Book review: Queer and Trans Fashion Brands
I don’t know what I expected from this book, but it’s surprisingly academically in-depth. I am not a scholar of fashion (although I briefly aspired to be, like 30 years ago), but I find academic analysis of dress & adornment generally fascinating & pleasurable to read about. As such, I’m about to nerd out talking about this title
Kelly L. Reddy‑Best’s Queer and Trans Fashion Brands: Resistance and Revolution in the 21st Century examines the emergence and impact of queer‑ and trans‑focused fashion brands in North America through the lived experiences of 25 fashion entrepreneurs.
Centering fashion as a means of identity exploration and cultural production, the book positions these brands as responses to systemic exclusion within the dominant Western fashion paradigm. Reddy‑Best argues that queer and trans fashion enterprises are not niche trends but deliberate challenges to heteronormative ideals in sizing, design, retail environments, and visual culture, viewing fashion as both personal expression and political practice.
The book is grounded in an intersectional feminist framework that examines how gender identity intersects with race, class, embodiment, and capitalism. Reddy‑Best situates contemporary queer and trans fashion within broader historical and political contexts, tracing how dress functions as a mechanism of regulation as well as resistance.
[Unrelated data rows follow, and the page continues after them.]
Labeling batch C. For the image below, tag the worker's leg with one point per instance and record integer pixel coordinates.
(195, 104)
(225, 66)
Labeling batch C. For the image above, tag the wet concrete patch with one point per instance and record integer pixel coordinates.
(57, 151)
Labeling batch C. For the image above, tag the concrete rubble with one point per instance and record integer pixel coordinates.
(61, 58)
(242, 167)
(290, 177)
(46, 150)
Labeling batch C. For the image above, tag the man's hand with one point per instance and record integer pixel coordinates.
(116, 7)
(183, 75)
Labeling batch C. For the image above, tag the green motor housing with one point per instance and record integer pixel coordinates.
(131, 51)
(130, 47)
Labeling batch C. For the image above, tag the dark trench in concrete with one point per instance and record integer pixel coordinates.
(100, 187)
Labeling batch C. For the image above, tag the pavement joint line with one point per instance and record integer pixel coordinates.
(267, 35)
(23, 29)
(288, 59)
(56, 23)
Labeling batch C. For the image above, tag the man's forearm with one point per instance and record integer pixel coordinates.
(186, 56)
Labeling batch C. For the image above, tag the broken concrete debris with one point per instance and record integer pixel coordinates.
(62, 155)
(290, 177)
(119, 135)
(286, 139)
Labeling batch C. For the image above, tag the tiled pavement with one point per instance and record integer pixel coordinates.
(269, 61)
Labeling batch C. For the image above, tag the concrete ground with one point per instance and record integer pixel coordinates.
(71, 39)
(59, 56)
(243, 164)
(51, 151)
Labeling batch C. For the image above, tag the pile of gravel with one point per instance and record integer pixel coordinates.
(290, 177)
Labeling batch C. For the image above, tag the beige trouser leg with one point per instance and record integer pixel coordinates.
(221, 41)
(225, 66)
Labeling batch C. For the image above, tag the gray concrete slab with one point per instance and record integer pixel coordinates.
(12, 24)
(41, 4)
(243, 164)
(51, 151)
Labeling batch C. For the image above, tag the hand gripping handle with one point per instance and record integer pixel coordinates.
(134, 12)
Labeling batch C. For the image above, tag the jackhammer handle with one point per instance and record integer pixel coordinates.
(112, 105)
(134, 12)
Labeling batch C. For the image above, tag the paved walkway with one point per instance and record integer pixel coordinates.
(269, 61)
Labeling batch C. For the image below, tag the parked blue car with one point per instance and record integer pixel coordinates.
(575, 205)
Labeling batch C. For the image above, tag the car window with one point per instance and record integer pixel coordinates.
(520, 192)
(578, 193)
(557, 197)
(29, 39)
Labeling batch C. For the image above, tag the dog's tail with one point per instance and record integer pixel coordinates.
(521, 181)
By examining production, distribution, legislation, and consumption, the book demonstrates how these brands navigate and contest the contradictions of operating within capitalist systems while simultaneously resisting assimilation, commodified “pride,” and depoliticized representations of queer identity.
Ultimately, Queer and Trans Fashion Brands contributes to fashion studies and queer studies by expanding the field’s understanding of value, labor, and innovation beyond profit‑driven models. Reddy‑Best presents queer and trans fashion brands as agents of social change that create community, visibility, and care while preserving marginalized fashion histories often excluded from mainstream archives.
The book argues for recognizing these enterprises as revolutionary cultural forces whose significance lies not only in garments produced, but in the social worlds, networks, and futures they actively imagine and represent.
The 204-page book includes over 40 full color illustrations, a foreword by Sonny Oram, founding editor of Qwear Fashion, & includes quotes from the numerous interviews the author conducted with the brainchilds of these brands. My one quibble is with the blurb on the back cover printed in hot pink text on aqua, which I am unable to read due to a vision disability.